Question

Suppose that a hole were drilled to the center of the Earth and an evacuated pipe were inserted in the hole. Assume the radius of the Earth is R and the density is uniform with the total mass M. An object of mass m is dropped down the pipe?

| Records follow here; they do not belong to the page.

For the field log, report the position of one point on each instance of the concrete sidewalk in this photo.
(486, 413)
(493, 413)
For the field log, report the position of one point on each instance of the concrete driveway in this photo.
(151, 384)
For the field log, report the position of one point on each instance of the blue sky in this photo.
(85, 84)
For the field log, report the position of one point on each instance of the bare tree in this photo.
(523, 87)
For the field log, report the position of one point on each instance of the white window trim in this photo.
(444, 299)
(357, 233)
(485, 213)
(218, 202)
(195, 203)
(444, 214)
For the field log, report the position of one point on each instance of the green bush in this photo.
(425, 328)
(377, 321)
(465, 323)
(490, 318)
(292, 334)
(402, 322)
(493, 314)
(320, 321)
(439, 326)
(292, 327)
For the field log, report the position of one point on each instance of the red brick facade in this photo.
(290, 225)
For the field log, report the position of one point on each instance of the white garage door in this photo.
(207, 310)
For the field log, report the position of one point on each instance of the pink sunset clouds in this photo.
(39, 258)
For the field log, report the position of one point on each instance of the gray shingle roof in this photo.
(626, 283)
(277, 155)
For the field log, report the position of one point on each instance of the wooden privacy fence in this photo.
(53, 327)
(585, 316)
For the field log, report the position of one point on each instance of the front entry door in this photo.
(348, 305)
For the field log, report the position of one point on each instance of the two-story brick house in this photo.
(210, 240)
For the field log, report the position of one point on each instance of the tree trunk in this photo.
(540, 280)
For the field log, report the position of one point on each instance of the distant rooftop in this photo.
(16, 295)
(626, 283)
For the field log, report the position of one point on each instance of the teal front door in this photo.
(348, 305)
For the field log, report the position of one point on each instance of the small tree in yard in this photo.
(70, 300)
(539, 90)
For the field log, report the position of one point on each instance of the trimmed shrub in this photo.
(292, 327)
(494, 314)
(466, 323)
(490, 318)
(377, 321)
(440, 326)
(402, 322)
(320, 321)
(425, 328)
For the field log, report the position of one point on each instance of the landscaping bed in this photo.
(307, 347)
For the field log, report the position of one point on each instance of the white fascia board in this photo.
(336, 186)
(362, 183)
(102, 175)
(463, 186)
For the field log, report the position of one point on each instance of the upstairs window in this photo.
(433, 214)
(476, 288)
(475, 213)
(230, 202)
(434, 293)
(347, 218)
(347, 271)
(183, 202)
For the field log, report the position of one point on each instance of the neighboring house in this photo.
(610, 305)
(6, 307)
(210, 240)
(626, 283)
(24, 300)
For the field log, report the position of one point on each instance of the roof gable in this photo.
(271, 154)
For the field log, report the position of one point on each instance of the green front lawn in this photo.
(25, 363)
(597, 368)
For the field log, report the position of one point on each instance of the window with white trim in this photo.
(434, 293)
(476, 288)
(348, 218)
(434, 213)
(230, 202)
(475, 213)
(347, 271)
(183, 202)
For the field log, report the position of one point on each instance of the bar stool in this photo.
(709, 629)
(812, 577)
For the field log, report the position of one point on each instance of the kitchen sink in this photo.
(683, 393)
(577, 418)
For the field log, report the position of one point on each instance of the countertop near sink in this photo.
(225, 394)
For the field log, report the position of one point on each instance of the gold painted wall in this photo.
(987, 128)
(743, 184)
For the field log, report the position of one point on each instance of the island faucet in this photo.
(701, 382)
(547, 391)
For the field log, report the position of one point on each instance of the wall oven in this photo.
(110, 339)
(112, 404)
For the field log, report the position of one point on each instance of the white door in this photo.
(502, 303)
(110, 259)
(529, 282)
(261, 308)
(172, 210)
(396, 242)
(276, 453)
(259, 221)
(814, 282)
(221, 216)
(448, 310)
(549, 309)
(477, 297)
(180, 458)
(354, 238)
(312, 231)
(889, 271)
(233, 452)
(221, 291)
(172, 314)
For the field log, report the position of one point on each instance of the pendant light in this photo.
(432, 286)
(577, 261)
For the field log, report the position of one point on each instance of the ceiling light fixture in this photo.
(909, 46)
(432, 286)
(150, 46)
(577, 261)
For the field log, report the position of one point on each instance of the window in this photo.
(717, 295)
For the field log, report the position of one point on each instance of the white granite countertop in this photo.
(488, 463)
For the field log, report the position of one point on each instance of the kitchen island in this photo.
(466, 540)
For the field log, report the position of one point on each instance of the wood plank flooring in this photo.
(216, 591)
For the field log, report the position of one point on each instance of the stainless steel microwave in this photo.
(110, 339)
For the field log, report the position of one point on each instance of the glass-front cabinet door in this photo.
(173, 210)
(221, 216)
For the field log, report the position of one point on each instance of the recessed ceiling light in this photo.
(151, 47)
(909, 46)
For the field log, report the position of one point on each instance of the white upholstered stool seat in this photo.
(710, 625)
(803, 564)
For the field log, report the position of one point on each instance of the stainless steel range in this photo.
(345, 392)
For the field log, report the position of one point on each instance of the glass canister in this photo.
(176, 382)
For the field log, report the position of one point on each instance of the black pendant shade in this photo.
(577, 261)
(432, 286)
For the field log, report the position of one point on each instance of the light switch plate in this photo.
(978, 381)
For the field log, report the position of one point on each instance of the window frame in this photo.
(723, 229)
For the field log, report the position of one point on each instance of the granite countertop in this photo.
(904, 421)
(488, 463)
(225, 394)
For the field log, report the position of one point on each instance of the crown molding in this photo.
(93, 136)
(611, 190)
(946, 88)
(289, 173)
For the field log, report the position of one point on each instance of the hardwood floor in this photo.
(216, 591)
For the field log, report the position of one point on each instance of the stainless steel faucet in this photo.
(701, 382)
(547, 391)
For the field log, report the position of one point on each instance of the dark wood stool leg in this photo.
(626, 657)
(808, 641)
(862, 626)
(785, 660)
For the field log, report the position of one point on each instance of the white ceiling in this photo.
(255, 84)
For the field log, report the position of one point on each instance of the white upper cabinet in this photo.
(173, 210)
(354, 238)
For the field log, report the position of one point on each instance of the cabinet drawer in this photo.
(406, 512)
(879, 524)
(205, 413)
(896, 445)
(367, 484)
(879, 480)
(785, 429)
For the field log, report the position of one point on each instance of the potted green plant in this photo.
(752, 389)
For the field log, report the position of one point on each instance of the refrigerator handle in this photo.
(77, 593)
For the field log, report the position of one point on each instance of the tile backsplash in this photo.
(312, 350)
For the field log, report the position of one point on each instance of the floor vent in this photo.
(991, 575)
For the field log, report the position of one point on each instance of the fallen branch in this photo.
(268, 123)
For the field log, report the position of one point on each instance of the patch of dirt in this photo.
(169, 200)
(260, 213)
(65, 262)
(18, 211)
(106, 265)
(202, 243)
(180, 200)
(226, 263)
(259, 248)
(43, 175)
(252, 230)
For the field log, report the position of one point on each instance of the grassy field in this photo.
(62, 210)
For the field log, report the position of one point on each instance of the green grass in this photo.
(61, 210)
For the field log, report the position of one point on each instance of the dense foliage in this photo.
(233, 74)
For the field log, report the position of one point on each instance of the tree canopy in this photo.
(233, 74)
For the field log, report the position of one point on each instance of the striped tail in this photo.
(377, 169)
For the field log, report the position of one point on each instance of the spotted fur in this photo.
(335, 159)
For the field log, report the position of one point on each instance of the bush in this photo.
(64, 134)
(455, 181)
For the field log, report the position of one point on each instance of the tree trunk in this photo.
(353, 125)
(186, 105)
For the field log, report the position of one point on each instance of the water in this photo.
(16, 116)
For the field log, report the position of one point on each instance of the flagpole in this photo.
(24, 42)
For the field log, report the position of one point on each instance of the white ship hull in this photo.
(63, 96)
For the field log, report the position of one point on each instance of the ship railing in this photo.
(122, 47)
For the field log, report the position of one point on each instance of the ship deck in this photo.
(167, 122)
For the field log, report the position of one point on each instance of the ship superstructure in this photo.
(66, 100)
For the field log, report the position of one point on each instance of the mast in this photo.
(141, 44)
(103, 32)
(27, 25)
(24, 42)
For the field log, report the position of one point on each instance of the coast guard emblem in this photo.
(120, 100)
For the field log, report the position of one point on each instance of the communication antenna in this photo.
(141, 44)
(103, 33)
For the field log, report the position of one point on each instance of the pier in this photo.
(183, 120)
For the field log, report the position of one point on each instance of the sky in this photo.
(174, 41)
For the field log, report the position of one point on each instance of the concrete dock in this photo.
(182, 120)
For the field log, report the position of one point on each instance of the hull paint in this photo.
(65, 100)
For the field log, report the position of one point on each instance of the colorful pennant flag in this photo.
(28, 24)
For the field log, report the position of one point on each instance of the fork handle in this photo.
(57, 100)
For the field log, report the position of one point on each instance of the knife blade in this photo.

Suppose that a hole were drilled to the center of the Earth and an evacuated pipe were inserted in the hole. Assume the radius of the Earth is R and the density is uniform with the total mass M. An object of mass m is dropped down the pipe. Find the velocity of the object when it reaches the center, and the time it takes for the object to reach the center.

Answer 1

• Time: `qquad qquad approx 21 " mins"`

• Velocity: `qquad approx 7.9 " kps"`

Explanation:

From Gauss' gravity law, gravitational flux is:

`Phi_g = oint_(S) mathbf {g} cdot d \ mathbf {A} =-4\pi GM_s`

Using a spherical Gaussian surface, a concentric sphere of radius `r` within the earth, and for uniform earth density `rho`, this becomes:

`g(r) \ mathbf (hat r) cdot 4 pi r^2 \ mathbf (hat r) = - 4\pi G(rho 4/3 pi r^3)`

`rho = M/(4/3 pi R^3)`

`implies g(r) = - ( G \ M)/( R^3) r`

It follows that:

`ddot r + ( G \ M)/( R^3) r = 0`

Solving as:

`r = alpha cos omega t + beta sin omega t`, where `omega^2 = ( G \ M)/( R^3)`

IV's are:

• `r_o = R`

• `dotr_o = 0`

`implies r = R cos omega t`

On arrival at the centre at time `tau`:

• `r = 0 implies omega tau = pi/2 implies tau = pi/2 sqrt( R^3 /(GM)) approx 21 " mins"`

And velocity:

`dot r = - omega R sin omega t`

`dot r(tau) = - sqrt( ( G \ M)/( R^3)) \ R \ sin (pi/2) = - sqrt( ( G \ M)/( R)) approx - 7.9 " kps"`